Hedge fund managers in aggregate suffered little damage in the previous two weeks from the removal of the euro cap on the Swiss franc by the Swiss National Bank, and some strategies “stand to win” from the European Central Bank's monetary expansion program, Lyxor Asset Management research showed.
The impact of the sudden rise of the Swiss franc on Jan. 15 was “positive for (commodity trading advisers) and negligible for global macro and long/short equity managers,” wrote Philippe Ferreira, head of research, in Lyxor's latest research report, released Monday.

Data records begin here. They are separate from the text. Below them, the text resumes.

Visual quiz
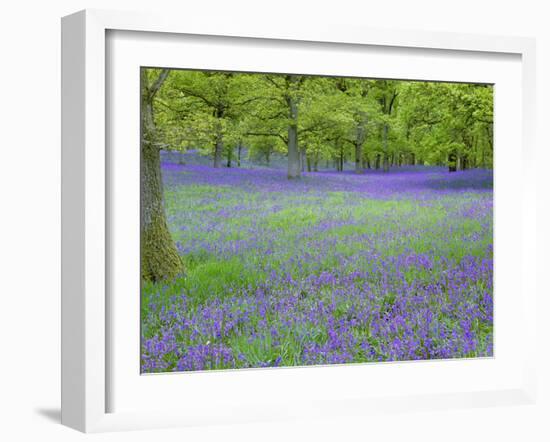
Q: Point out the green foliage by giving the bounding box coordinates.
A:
[149,69,493,170]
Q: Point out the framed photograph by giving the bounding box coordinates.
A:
[62,11,536,432]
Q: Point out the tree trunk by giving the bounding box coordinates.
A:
[355,143,364,173]
[214,122,223,167]
[382,123,390,172]
[300,147,307,172]
[227,147,233,167]
[447,152,457,172]
[237,141,243,167]
[140,69,183,282]
[286,75,301,179]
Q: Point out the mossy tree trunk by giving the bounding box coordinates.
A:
[140,69,183,282]
[285,75,302,179]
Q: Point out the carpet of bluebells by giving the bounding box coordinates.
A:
[141,162,493,373]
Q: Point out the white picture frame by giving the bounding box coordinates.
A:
[62,10,537,432]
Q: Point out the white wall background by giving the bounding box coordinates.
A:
[0,0,550,441]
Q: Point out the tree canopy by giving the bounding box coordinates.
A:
[154,70,493,178]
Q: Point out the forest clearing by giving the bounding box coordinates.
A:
[141,69,493,373]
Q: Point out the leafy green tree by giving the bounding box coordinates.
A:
[140,69,183,281]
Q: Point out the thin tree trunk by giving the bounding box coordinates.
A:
[382,123,390,172]
[140,69,183,282]
[286,75,301,179]
[227,147,233,167]
[355,142,364,173]
[237,141,243,167]
[214,122,223,167]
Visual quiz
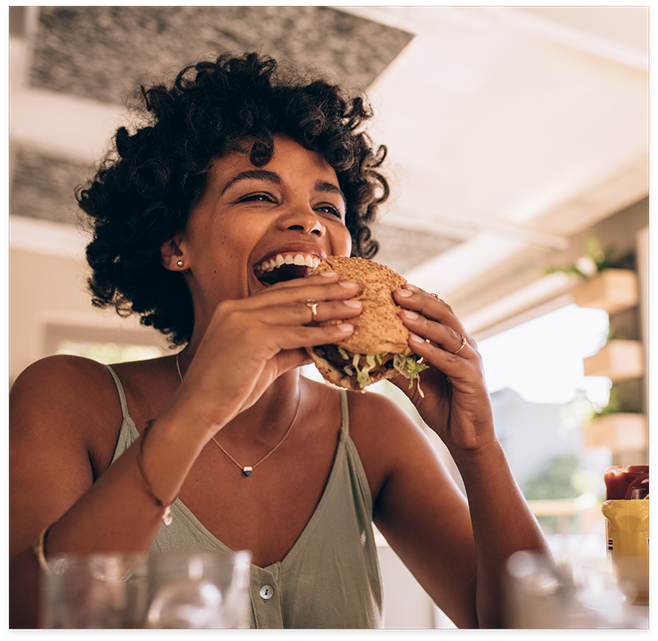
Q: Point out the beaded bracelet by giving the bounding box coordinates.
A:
[137,421,176,525]
[32,525,52,574]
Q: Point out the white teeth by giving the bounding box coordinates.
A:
[258,254,320,274]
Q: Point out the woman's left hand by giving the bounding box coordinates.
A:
[392,284,496,450]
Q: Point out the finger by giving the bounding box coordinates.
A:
[393,283,467,338]
[260,323,354,353]
[400,310,474,357]
[247,276,359,309]
[261,298,363,325]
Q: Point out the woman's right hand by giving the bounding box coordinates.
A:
[167,272,361,439]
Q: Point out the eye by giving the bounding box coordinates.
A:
[237,194,275,203]
[316,205,343,220]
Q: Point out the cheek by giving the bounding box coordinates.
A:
[331,225,352,256]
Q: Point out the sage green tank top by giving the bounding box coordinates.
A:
[108,367,383,628]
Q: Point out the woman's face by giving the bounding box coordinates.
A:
[169,136,351,311]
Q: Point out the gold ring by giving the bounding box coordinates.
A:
[453,336,466,354]
[304,298,319,323]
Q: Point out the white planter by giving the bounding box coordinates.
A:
[573,269,638,314]
[583,413,649,453]
[583,339,644,383]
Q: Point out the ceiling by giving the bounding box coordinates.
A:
[10,7,649,331]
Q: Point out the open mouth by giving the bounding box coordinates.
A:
[254,252,320,286]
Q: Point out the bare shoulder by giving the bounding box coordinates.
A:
[9,355,121,476]
[340,392,441,501]
[9,356,121,557]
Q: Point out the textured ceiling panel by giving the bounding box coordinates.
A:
[30,6,413,104]
[10,146,93,225]
[10,6,466,273]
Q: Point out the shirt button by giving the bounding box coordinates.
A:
[260,585,274,601]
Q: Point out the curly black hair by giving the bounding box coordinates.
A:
[76,53,389,346]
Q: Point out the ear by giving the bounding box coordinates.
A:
[160,235,189,272]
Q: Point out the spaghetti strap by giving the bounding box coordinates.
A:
[340,389,350,438]
[105,365,132,421]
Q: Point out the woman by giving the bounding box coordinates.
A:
[10,54,546,627]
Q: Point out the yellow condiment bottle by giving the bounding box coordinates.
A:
[601,498,649,605]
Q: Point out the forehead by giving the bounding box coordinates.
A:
[212,135,338,184]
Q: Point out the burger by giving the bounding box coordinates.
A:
[306,256,428,395]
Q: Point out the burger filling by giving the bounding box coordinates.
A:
[315,345,428,396]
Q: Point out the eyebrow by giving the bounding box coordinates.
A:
[315,180,347,206]
[222,169,347,206]
[222,169,281,195]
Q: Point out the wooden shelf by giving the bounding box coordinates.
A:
[573,269,638,314]
[583,413,649,453]
[583,339,644,383]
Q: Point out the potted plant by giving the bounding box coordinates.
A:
[546,238,638,314]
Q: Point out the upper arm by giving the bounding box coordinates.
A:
[348,395,477,627]
[9,356,116,559]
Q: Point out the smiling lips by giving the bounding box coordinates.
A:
[254,252,321,285]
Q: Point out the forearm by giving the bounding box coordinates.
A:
[452,442,550,627]
[9,408,208,628]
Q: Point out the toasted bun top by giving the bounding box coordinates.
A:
[313,256,413,355]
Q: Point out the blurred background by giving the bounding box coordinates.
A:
[9,6,649,627]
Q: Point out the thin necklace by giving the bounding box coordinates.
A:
[176,352,302,476]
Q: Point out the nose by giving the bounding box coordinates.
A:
[278,205,327,238]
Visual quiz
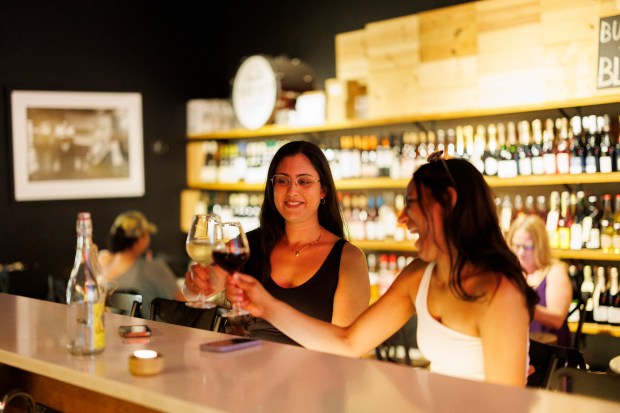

The year-to-date return as of Jan. 20 of the multistrategy Lyxor Hedge Fund index was 0.3% compared to 4.2% for the Lyxor CTA Broad index and 1.5% for the Lyxor Global Macro index, while the firm's L/S Equity Broad index came in at 0.4%, Mr. Ferreira's data showed.
The ECB's quantitative easing program to “reflate” the eurozone economy likely will benefit global macro and CTA managers that are both long European equities, which responded well to the Jan. 22 QE announcement, and short the euro vs. the U.S. dollar, Mr. Ferreira forecasted. The euro continues to deteriorate vs. the U.S. dollar since the QE program was unveiled, he said.
Lyxor research showed that as of Jan. 13, CTA managers' net exposure to the euro vs. the U.S. dollar was about 50% short and global macro managers were about a net 25% short the paired currency trade.